Le mixage justement, c’est le sujet de cette réédition. À première écoute, j’ai été surpris bien sûr. Entendre enfin les lignes de basses de Brian Odgers, les guitares d’Alan Parker et Judd Proctor, les synthés d’Alan Hawkshaw et la batterie de Dougie Wright est évidemment un grand bonheur. Un album enregistré en trois jours, voix comprises, et mixé à l’arrache en une journée nécessite une équipe de musiciens de très haut-vol, surtout qu’aucune répétition n’avait eu lieu au préalable. Une telle équipe de musiciens à ce niveau d’excellence est une chose, et Gainsbourg le savait. Il a toujours été entouré des meilleurs. À cette époque les musiciens anglais sont plus chers que les Français, mais ne demandent pas de part d’arrangements (Alan Hawkshaw le regrettera), ils les font sur place en direct. Et ça, ce filou de Sergio le savait aussi… Musicalement, il recycle des vieux plans déjà utilisés auparavant : les quatre accords du début de Melody Nelson (Mi-Sol-La-Ré) et le riff de piano sur Initials BB avec ses accords mineurs neuvième parallèles recyclé sur Aéroplanes. Le génie des musiciens fait le reste.

Passée cette première écoute et en comparant ce “nouveau mix inédit” avec le mixage original, je me suis rendu à l’évidence : l’original comporte des défauts, mais peu importe. C’est Gainsbourg qui en avait décidé ainsi, c’est lui qui avait le final cut. Et tant pis si on n’entend pas assez tel ou tel instrument. Dans Variations sur Marilou la musique était clairement sous-mixée, à tel point qu’on aurait dirait qu’elle sortait d’un poste de radio… Comme celui qu’écoute Marilou ?

Remixer, à quoi bon ? L’étape suivante, c’est quoi ? Passer la rythmique au Beat Detective ? Autotuner la voix ? Accorder les synthés ? Ou filer les pistes à l’intelligence artificielle ? Bref, on ne remixe pas un album, sauf si c’est l’artiste qui le désire. On ne remixe pas “Revolver”, on ne remixe pas “Dark Side Of The Moon”, on ne remixe pas “Aja”. Les nouvelles éditions en stéréo alors que le mixage d’origine est en mono, les remastering qui nous sont vendus comme des nouveautés (comme si le mastering était une étape artistique) sont juste là pour faire racheter l’album au public.
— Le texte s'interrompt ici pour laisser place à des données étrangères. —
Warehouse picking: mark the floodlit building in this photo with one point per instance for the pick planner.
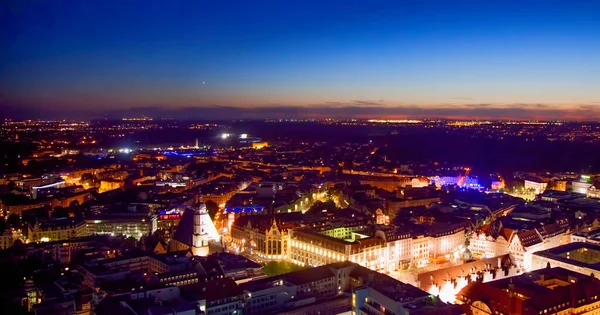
(56, 230)
(537, 185)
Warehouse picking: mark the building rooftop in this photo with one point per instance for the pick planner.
(580, 254)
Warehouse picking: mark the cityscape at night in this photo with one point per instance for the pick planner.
(316, 157)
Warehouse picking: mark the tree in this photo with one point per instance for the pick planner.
(212, 208)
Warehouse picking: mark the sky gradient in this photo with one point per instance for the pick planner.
(487, 59)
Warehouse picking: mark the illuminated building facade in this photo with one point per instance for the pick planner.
(194, 232)
(520, 244)
(387, 250)
(594, 192)
(256, 237)
(537, 186)
(134, 224)
(200, 237)
(544, 291)
(56, 230)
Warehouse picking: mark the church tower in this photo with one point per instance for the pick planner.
(200, 237)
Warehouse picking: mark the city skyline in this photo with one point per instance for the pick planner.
(426, 59)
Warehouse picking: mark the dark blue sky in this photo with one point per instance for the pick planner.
(537, 59)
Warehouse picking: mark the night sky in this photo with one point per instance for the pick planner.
(365, 59)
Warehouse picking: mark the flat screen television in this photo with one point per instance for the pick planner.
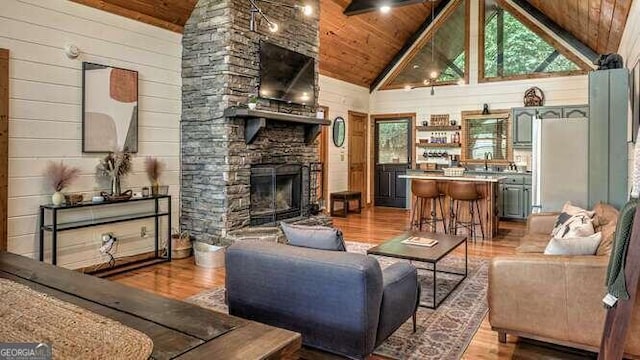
(286, 75)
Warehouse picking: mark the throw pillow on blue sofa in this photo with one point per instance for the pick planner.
(316, 237)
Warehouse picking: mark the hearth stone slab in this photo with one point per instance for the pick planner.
(273, 233)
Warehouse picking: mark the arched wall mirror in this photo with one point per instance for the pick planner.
(338, 131)
(486, 138)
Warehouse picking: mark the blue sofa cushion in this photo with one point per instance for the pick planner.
(315, 237)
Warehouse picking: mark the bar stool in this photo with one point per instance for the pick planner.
(461, 191)
(425, 190)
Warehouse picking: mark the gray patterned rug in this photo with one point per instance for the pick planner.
(442, 334)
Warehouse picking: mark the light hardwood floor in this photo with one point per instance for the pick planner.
(181, 278)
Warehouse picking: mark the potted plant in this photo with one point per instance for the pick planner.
(114, 166)
(252, 102)
(60, 176)
(153, 167)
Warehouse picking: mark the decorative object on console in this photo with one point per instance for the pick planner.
(153, 167)
(114, 166)
(533, 97)
(60, 176)
(180, 244)
(109, 109)
(72, 199)
(252, 102)
(338, 131)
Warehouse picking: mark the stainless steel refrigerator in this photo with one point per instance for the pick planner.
(560, 162)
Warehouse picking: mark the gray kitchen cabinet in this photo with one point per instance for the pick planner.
(526, 201)
(581, 111)
(550, 112)
(608, 118)
(512, 201)
(522, 127)
(514, 197)
(523, 120)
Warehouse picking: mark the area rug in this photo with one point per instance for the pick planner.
(65, 329)
(443, 333)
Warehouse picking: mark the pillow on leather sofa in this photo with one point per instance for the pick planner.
(316, 237)
(574, 246)
(573, 222)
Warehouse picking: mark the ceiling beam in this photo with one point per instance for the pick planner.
(576, 44)
(131, 14)
(358, 7)
(409, 43)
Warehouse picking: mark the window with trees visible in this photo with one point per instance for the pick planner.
(441, 57)
(512, 50)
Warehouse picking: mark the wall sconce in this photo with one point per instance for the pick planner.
(307, 10)
(71, 51)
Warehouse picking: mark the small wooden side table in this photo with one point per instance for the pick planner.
(345, 197)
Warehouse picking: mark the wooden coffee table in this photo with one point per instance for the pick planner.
(432, 255)
(179, 330)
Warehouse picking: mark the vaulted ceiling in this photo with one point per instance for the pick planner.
(358, 48)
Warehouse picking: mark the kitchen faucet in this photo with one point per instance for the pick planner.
(487, 156)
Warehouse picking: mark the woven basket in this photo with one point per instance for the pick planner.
(453, 171)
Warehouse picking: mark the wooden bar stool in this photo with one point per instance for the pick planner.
(461, 191)
(425, 190)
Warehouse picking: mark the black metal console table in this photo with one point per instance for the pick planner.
(55, 227)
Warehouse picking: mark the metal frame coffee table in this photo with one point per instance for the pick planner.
(446, 244)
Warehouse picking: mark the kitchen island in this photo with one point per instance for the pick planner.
(487, 187)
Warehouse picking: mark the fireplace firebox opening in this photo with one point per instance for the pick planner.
(276, 193)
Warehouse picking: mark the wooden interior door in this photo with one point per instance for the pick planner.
(393, 156)
(358, 153)
(4, 145)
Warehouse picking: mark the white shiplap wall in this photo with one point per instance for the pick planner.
(45, 112)
(341, 97)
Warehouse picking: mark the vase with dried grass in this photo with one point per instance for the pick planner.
(114, 166)
(153, 168)
(60, 176)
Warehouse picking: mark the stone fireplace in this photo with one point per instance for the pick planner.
(241, 167)
(276, 193)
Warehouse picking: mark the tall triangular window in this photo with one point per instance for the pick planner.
(440, 57)
(510, 49)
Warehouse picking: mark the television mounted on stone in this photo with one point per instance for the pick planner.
(286, 75)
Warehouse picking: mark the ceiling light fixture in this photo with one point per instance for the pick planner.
(434, 74)
(307, 10)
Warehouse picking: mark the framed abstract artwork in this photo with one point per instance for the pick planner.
(109, 109)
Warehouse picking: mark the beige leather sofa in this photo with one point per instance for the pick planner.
(556, 299)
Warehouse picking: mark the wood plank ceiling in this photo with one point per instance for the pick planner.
(357, 48)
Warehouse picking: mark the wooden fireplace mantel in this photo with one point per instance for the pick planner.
(257, 119)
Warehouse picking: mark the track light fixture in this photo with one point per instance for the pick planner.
(307, 10)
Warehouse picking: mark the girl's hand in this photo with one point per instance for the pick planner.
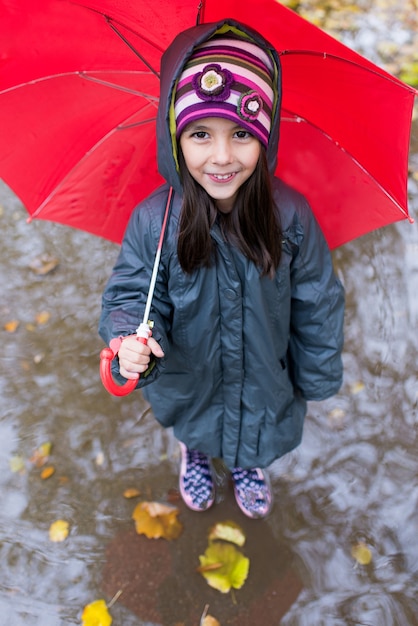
(134, 356)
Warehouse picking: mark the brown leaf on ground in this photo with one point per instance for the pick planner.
(156, 520)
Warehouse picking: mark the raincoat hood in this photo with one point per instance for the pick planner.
(172, 63)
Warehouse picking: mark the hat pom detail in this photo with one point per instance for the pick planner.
(249, 106)
(213, 83)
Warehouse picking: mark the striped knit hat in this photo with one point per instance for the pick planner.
(230, 78)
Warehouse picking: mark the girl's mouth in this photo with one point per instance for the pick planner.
(221, 178)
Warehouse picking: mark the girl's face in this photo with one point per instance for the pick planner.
(221, 156)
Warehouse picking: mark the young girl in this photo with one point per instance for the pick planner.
(247, 312)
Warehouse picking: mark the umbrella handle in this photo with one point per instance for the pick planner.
(106, 357)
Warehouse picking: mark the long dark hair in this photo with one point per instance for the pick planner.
(253, 225)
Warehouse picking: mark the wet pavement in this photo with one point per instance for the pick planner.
(353, 479)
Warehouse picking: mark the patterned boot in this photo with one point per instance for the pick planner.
(196, 483)
(252, 492)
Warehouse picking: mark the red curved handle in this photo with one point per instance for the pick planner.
(106, 357)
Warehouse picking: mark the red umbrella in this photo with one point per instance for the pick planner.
(79, 91)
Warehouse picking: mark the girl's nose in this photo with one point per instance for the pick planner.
(222, 153)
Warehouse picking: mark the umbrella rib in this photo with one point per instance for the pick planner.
(378, 72)
(107, 83)
(297, 119)
(128, 43)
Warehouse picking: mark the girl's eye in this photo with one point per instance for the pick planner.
(200, 134)
(243, 134)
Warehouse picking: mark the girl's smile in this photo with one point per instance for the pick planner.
(221, 156)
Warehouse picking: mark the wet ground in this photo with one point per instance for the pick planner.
(354, 478)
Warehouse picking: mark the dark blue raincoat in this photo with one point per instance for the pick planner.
(243, 353)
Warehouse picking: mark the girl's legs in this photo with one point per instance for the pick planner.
(252, 492)
(196, 483)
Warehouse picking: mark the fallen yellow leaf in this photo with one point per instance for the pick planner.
(361, 553)
(11, 326)
(41, 454)
(131, 493)
(234, 567)
(96, 614)
(227, 531)
(47, 472)
(209, 621)
(156, 520)
(58, 531)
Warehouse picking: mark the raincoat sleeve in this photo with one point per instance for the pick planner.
(124, 297)
(317, 312)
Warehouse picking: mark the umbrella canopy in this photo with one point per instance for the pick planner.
(79, 92)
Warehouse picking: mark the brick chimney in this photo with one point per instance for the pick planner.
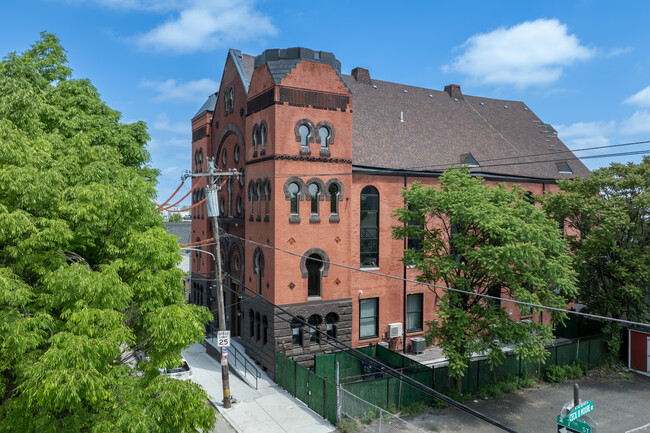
(454, 91)
(361, 75)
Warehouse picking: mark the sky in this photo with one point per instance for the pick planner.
(582, 66)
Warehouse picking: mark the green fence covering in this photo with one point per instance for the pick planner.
(318, 389)
(330, 397)
(290, 376)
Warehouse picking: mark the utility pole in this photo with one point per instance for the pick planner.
(212, 204)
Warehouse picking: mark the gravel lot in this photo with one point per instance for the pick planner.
(619, 406)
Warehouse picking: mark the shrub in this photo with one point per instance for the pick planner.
(347, 425)
(554, 374)
(368, 416)
(415, 407)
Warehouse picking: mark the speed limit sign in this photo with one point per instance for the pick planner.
(223, 338)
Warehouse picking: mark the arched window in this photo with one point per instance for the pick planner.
(259, 200)
(251, 197)
(314, 266)
(267, 196)
(324, 137)
(303, 130)
(263, 139)
(231, 187)
(334, 199)
(294, 193)
(258, 268)
(240, 207)
(296, 331)
(198, 256)
(314, 322)
(330, 324)
(369, 227)
(265, 330)
(256, 139)
(314, 193)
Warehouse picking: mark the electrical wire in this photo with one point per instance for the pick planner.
(261, 300)
(435, 286)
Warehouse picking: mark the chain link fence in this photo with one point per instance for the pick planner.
(361, 416)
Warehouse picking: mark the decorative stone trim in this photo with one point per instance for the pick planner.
(305, 256)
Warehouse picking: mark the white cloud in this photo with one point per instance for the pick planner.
(203, 25)
(190, 91)
(164, 124)
(530, 53)
(639, 123)
(640, 98)
(582, 129)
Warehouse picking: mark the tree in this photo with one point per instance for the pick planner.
(607, 220)
(175, 218)
(480, 239)
(88, 275)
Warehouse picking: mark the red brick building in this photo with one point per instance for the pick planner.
(324, 157)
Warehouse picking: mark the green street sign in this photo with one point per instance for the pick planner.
(577, 424)
(580, 410)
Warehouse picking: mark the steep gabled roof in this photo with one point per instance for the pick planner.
(244, 65)
(208, 105)
(404, 127)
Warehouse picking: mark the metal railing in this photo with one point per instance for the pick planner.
(237, 357)
(249, 367)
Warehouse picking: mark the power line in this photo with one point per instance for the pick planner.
(375, 363)
(435, 286)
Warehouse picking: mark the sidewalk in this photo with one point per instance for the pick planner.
(268, 409)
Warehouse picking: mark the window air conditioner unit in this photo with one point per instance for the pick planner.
(417, 345)
(394, 330)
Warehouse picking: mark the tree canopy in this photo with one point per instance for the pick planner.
(88, 275)
(481, 239)
(607, 219)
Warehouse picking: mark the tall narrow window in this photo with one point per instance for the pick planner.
(294, 190)
(259, 201)
(314, 193)
(368, 318)
(296, 331)
(258, 263)
(267, 196)
(263, 139)
(314, 323)
(255, 140)
(231, 188)
(324, 138)
(369, 227)
(414, 312)
(414, 242)
(251, 197)
(334, 199)
(314, 266)
(265, 329)
(330, 323)
(304, 138)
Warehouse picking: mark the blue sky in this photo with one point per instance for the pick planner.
(582, 66)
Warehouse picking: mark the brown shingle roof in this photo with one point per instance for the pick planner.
(438, 131)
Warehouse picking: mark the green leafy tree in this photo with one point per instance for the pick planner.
(175, 218)
(88, 275)
(607, 219)
(482, 239)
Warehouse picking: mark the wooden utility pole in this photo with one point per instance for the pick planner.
(212, 204)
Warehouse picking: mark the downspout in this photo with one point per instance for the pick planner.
(404, 287)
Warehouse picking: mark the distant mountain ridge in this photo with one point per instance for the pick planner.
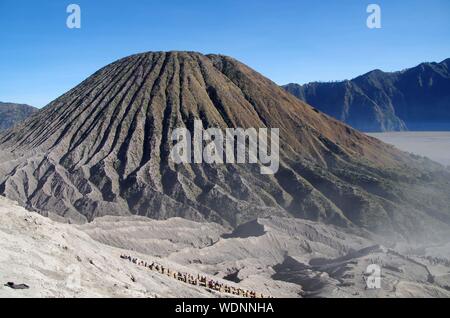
(103, 148)
(417, 98)
(12, 114)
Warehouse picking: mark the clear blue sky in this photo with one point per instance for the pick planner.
(288, 41)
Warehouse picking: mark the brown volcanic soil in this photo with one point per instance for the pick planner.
(103, 149)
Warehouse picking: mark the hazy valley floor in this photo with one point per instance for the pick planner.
(434, 145)
(279, 257)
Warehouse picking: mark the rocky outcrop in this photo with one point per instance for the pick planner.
(414, 99)
(11, 114)
(103, 149)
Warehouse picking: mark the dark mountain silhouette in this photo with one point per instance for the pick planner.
(414, 99)
(103, 149)
(12, 114)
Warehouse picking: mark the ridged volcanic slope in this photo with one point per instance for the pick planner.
(103, 148)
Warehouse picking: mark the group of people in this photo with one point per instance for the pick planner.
(198, 280)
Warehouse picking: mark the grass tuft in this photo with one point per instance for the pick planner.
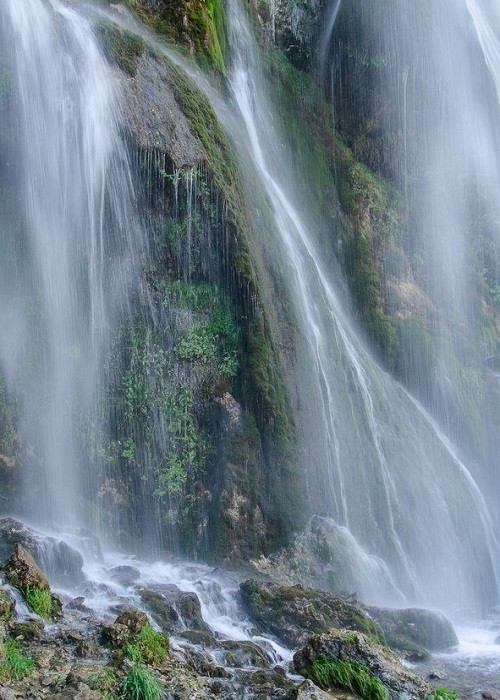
(40, 602)
(351, 676)
(140, 684)
(16, 664)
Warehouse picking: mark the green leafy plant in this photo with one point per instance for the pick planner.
(348, 675)
(17, 665)
(141, 684)
(40, 601)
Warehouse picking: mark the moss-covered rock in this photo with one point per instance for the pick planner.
(293, 613)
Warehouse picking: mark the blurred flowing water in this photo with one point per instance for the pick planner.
(69, 241)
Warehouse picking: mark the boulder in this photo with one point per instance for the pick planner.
(416, 626)
(308, 691)
(241, 654)
(126, 626)
(174, 610)
(7, 605)
(294, 613)
(344, 645)
(23, 573)
(61, 563)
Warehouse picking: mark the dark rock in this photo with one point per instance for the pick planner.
(308, 691)
(435, 676)
(7, 605)
(202, 639)
(294, 613)
(124, 575)
(133, 619)
(203, 663)
(241, 654)
(61, 563)
(115, 635)
(23, 573)
(343, 645)
(29, 631)
(173, 609)
(126, 626)
(425, 628)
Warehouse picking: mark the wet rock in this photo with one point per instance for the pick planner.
(294, 613)
(202, 639)
(126, 626)
(308, 691)
(265, 684)
(203, 663)
(61, 563)
(28, 631)
(22, 572)
(174, 610)
(6, 694)
(124, 575)
(323, 556)
(7, 605)
(343, 645)
(133, 619)
(241, 654)
(88, 649)
(425, 628)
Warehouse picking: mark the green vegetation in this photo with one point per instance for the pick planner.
(15, 665)
(198, 25)
(141, 684)
(148, 647)
(189, 446)
(120, 47)
(350, 676)
(40, 601)
(444, 694)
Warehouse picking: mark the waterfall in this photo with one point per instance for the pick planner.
(384, 470)
(69, 241)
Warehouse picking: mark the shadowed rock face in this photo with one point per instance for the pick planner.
(62, 564)
(342, 645)
(23, 573)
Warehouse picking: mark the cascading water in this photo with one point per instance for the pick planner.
(69, 240)
(387, 473)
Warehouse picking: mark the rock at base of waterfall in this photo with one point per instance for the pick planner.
(173, 609)
(294, 613)
(344, 645)
(415, 626)
(23, 573)
(61, 563)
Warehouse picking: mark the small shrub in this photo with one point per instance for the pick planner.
(16, 665)
(149, 646)
(140, 684)
(40, 602)
(348, 675)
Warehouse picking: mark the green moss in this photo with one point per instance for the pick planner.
(40, 601)
(198, 25)
(148, 647)
(120, 46)
(349, 676)
(15, 665)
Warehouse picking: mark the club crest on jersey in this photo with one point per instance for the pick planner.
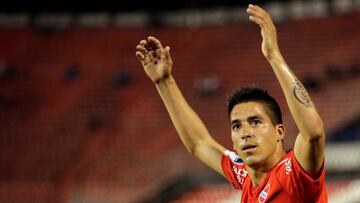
(238, 160)
(264, 193)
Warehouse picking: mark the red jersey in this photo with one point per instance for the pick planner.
(285, 182)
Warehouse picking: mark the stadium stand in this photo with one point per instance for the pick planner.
(89, 140)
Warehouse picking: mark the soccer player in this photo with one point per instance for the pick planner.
(260, 166)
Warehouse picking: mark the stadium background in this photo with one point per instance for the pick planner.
(81, 122)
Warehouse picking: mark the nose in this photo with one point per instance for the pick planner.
(245, 132)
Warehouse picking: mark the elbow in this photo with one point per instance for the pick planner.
(191, 149)
(317, 131)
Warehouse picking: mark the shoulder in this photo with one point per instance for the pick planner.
(233, 157)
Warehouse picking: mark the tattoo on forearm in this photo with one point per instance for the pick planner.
(300, 93)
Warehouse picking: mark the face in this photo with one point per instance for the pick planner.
(254, 136)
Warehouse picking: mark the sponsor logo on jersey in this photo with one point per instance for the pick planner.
(240, 174)
(264, 193)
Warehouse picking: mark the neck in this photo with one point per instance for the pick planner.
(258, 173)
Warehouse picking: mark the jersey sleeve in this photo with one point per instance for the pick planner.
(298, 182)
(233, 169)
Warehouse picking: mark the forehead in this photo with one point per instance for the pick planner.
(248, 109)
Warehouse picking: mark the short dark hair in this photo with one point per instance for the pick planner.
(257, 94)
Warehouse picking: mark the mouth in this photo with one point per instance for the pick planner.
(248, 147)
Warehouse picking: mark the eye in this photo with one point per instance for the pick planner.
(255, 122)
(235, 127)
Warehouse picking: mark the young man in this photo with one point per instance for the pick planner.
(260, 166)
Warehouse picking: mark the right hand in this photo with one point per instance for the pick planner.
(155, 59)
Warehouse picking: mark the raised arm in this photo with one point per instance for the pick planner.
(157, 64)
(309, 144)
Tout cela n’est qu’une démarche purement commerciale. Pour cette réédition, l’ajout des pistes instrumentales aurait simplement suffit, à titre documentaire. Si l’on cherche des nouveautés à tout prix, il y en a pléthore chaque jour. Arrêtez de toucher aux chefs-d’œuvre s’il vous plaît, et passons à autre chose. (Avec toute l’affection que j’ai pour Sébastien Merlet et Christophe Geudin.)

 CD / LP Serge Gainsbourg : “L’Homme à tête de chou” (Mercury / Universal).